Food plots going in this weekend. Praying for rain.


----------



## imkevdog (Sep 18, 2016)

put mine in two weeks ago got some rain, hoping I get check on them this coming weekend


----------



## jtomczak (Sep 20, 2016)

Saw a doe and a young 6pt on Saturday.


----------



## DMonahan (Sep 25, 2016)

Plots went in last weekend. I'll be in the stand Friday afternoon


----------



## jtomczak (Sep 26, 2016)

Nice Washington County buck on Truck Buck!


----------



## jtomczak (Oct 7, 2016)

*Praying for rain today!*

We need it bad.


----------



## reflexman (Oct 14, 2016)

looks like a front moving thru next Thursday with rain  n cool temps behind it


----------



## fishingtiger (Oct 14, 2016)

I hope so. I finally got my seed in the ground last weekend. Hoping some rain gets to it before the turkeys.


----------



## reflexman (Oct 15, 2016)

this is a late start to gun opener n with the weather I think we will have some good prerut activity n in the upper 40s in am been a long hot summer im pumped I think some good bucks will hit the ground next Saturday . I am a hardcore bow hunter but just been to hot n dry good luck to all in the woods.


----------



## DMonahan (Oct 20, 2016)

I'll be in the woods tomorrow afternoon.
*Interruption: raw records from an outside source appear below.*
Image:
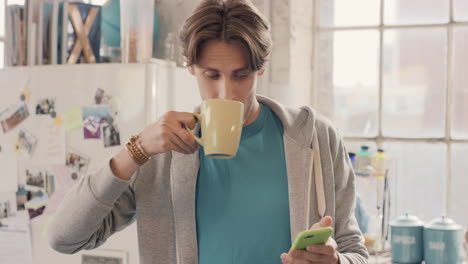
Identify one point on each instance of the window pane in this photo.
(337, 12)
(403, 12)
(460, 83)
(348, 80)
(2, 51)
(458, 195)
(2, 18)
(460, 10)
(415, 180)
(414, 82)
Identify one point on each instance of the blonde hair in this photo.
(229, 21)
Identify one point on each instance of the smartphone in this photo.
(312, 237)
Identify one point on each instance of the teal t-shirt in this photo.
(242, 204)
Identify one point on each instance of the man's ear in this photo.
(191, 70)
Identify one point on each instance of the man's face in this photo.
(222, 72)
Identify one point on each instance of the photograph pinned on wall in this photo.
(26, 143)
(39, 179)
(14, 117)
(110, 133)
(101, 97)
(92, 119)
(24, 195)
(76, 161)
(103, 256)
(7, 205)
(45, 106)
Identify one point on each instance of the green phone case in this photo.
(312, 237)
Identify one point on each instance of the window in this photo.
(392, 73)
(2, 32)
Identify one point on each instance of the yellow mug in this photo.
(221, 122)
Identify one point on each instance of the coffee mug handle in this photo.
(197, 139)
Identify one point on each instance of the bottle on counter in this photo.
(380, 163)
(364, 162)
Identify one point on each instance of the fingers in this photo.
(302, 256)
(324, 222)
(321, 249)
(183, 118)
(183, 138)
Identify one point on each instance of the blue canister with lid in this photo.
(407, 239)
(442, 241)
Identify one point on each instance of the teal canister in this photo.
(442, 241)
(407, 239)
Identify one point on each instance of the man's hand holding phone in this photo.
(325, 252)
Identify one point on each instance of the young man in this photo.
(291, 169)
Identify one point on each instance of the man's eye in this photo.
(243, 76)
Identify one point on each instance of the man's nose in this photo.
(226, 90)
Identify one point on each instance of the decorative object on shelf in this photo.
(81, 33)
(442, 241)
(136, 28)
(407, 239)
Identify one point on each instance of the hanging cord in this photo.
(316, 170)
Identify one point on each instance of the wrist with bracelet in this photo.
(135, 150)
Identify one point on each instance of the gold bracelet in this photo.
(140, 160)
(127, 147)
(134, 141)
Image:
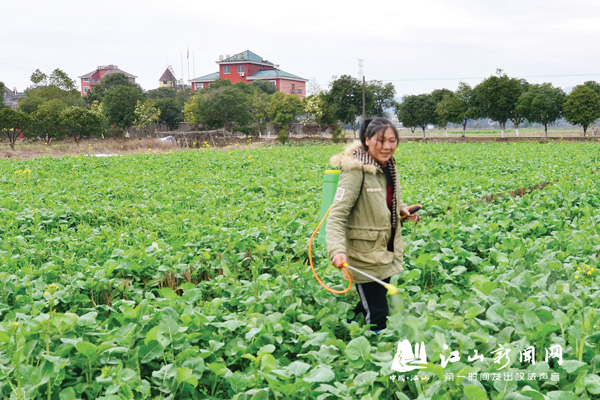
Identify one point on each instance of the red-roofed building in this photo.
(91, 78)
(247, 67)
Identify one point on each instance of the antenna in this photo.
(361, 73)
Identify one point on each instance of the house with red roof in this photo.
(91, 78)
(247, 67)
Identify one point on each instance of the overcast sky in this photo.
(419, 46)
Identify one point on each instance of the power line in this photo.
(484, 77)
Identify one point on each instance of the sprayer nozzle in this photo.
(392, 290)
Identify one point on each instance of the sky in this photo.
(419, 46)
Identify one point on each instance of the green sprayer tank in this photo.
(330, 181)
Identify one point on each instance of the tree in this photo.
(161, 93)
(542, 104)
(264, 86)
(582, 107)
(57, 86)
(119, 105)
(145, 114)
(496, 98)
(260, 110)
(595, 86)
(438, 95)
(47, 122)
(313, 87)
(183, 96)
(191, 109)
(171, 112)
(317, 106)
(108, 82)
(417, 110)
(457, 108)
(518, 117)
(223, 105)
(378, 98)
(1, 95)
(80, 123)
(345, 99)
(57, 78)
(284, 108)
(12, 123)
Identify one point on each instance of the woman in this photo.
(363, 227)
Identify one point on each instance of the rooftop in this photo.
(244, 56)
(274, 74)
(206, 78)
(113, 69)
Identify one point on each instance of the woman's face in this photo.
(382, 151)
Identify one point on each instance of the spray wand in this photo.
(392, 290)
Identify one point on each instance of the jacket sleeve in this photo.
(345, 198)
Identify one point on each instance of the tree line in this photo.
(502, 98)
(53, 108)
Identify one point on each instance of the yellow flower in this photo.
(53, 287)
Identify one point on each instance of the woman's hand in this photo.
(339, 260)
(405, 212)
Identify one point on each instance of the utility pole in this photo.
(361, 73)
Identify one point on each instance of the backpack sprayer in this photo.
(330, 181)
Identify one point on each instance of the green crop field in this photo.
(185, 276)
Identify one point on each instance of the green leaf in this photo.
(151, 351)
(592, 384)
(86, 348)
(560, 395)
(186, 375)
(268, 363)
(298, 368)
(532, 393)
(572, 365)
(475, 393)
(366, 378)
(67, 394)
(358, 348)
(88, 320)
(531, 319)
(320, 374)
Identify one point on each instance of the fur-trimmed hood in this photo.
(345, 160)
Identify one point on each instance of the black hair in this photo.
(373, 126)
I am more excited than a kid on Christmas Eve


----------



## jtomczak (Oct 24, 2016)

*Success*

We've been watching this 3.5 year old 8 point for a couple of weeks on camera.

Hunted hard all weekend and sealed the deal last night. He wasn't stinking and his hocks were clean.
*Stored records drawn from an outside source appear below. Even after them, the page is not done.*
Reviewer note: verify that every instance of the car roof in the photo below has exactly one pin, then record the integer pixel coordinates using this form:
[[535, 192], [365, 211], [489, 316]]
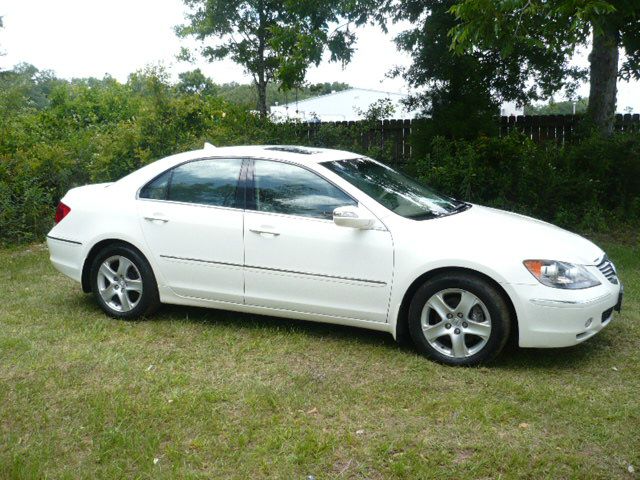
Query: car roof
[[294, 153], [288, 153]]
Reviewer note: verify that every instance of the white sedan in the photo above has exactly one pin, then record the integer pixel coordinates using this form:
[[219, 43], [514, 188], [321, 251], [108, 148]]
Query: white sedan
[[331, 236]]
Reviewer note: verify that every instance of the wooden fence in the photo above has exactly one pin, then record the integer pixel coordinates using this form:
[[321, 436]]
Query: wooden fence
[[394, 134]]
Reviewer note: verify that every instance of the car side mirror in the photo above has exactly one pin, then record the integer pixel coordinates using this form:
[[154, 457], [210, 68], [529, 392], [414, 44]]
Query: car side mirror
[[354, 217]]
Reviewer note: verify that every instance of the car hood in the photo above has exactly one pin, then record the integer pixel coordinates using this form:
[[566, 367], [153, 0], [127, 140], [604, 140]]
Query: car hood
[[492, 232]]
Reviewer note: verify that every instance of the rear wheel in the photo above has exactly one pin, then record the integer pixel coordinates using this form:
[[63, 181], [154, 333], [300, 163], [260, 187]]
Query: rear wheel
[[459, 319], [123, 283]]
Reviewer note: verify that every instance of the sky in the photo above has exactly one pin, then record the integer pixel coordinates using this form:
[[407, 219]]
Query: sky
[[81, 38]]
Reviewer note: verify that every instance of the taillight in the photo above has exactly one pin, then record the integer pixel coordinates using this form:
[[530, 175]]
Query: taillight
[[61, 212]]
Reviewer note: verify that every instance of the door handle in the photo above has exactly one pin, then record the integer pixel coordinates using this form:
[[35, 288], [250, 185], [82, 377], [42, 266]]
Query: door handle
[[264, 231], [157, 218]]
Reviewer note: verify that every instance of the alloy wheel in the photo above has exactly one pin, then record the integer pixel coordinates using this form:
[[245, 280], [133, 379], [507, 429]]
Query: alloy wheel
[[456, 323]]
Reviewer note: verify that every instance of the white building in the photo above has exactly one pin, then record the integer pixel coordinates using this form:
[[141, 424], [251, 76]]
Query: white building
[[345, 105]]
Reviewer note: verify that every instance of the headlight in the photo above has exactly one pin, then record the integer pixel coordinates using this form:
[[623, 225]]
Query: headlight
[[561, 274]]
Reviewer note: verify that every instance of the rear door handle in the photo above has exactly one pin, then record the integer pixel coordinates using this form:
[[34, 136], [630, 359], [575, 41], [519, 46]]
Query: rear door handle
[[264, 231], [156, 218]]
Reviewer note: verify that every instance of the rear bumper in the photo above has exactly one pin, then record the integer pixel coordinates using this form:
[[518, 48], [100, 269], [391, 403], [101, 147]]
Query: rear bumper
[[66, 256], [562, 322]]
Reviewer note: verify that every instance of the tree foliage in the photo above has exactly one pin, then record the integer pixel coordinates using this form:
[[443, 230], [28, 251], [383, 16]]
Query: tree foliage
[[556, 28], [463, 92], [274, 40]]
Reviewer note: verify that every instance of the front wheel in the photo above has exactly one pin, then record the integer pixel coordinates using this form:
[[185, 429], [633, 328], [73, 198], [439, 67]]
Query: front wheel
[[459, 319], [123, 283]]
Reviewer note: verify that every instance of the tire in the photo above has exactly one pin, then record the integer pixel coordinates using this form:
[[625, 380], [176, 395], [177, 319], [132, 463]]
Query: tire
[[123, 283], [459, 319]]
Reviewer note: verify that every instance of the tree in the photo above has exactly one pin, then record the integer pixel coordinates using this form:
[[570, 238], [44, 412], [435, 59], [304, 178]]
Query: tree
[[195, 81], [559, 27], [461, 93], [274, 40], [567, 107]]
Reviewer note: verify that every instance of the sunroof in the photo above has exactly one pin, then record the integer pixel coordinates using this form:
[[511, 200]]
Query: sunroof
[[293, 149]]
My buddy hunts 40 acres right next to me and got on board with QDM 5 years ago after initially thinking 40 acres wasn't enough to grow good deer. This is the 3rd year in a row he's encountered a 3.5 or better buck.

He got this 3.5 11 point right around when I did!


----------



## DMonahan (Nov 2, 2016)

Anyone seeing any chasing in WACO?


----------



## BuckinFish (Nov 10, 2016)

TTT, anything?


----------



## BuckinFish (Nov 13, 2016)

Past two weekends turned up a couple mediocre bucks and a few does.  I didn't witness any chasing, been too warm but I hated to leave today as the cold moved in with the rain.  It will be interesting to hear about the next day or so.


----------



## screedee (Nov 17, 2016)

Hunted last WED-MON, saw no chasing, few other guys said they did but I dont know.  Havent really seen the woods come alive yet. Looks like a blowout this weekend with 20+mph winds (Deepstep)


----------